Much credit for what has been accomplished is due Congress. It has voted liberal appropriations and passed much needed and helpful legislation.
These are not the times to procrastinate. We are going ahead as rapidly as possible in all the many branches of the work without hindrance by a lack of funds or legal restraints of particular consequence. In conclusion, permit me to repeat the closing paragraph of my last report,4 to wit: “Much remains to be done, but it will be done cheerfully, gladly, efficiently. The plans have been made on a scale commensurate with the task. They will be carried out with speed, with confidence, and with ultimate success.”

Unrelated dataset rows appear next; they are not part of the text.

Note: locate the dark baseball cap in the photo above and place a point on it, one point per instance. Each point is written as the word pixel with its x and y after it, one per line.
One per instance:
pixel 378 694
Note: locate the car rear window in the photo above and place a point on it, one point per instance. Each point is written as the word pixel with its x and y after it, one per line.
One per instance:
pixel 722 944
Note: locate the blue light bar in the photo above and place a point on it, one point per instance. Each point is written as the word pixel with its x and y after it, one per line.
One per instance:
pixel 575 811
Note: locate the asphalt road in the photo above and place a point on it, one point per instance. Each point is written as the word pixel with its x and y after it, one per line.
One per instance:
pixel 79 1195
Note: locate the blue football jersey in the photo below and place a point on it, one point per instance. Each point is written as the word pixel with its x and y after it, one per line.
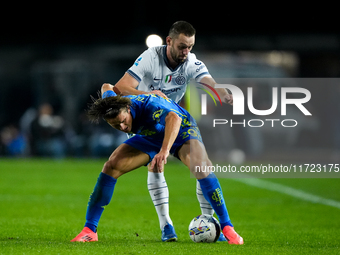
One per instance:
pixel 149 112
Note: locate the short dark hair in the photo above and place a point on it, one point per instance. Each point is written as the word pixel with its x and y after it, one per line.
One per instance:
pixel 107 108
pixel 181 27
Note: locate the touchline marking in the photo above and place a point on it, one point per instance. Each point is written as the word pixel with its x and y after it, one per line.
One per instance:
pixel 288 191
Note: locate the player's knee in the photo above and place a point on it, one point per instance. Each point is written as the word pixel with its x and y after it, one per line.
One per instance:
pixel 111 167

I am enclosing a copy of my testimony before the House Committee on Naval Affairs.|5|
With very kind regards,
Dr. Albert Shaw,
Review of Reviews,
New York, N. Y.
P. S. Since the above was dictated the House Committee has authorized appropriations to build cruisers and dreadnaughts and their work will be undertaken as soon as possible.
Source Note: LTS, DNA, RG 45, Entry 520, Box 678.
Footnote 1: This letter has not been located.
Footnote 2: Under the provisions of the 1918 Naval Program, Congress appropriated one billion dollars for the Navy Department’s fiscal budget. Such an increase allowed for the increase in naval personnel from 19,500 to 322,000 and the naval reserves from a few hundred to 49,000. Congress also appropriated funds for the building of three battleships, one battle cruiser, three scout cruisers, fifteen destroyers, one submarine tender, and one destroyer tender. The completion of these ships would fulfill the completion of a three-year program of construction that would provide the United States with a much more modern fleet that would be one of the largest in the world; https://www.globalsecurity.org/military/systems/ship/scn-1913-wilson.htm, accessed 3 March 2018.
Footnote 3: Woodrow Wilson.
Footnote 4: This report has not been subsequently located.
Footnote 5: This enclosure is no longer appended to this document.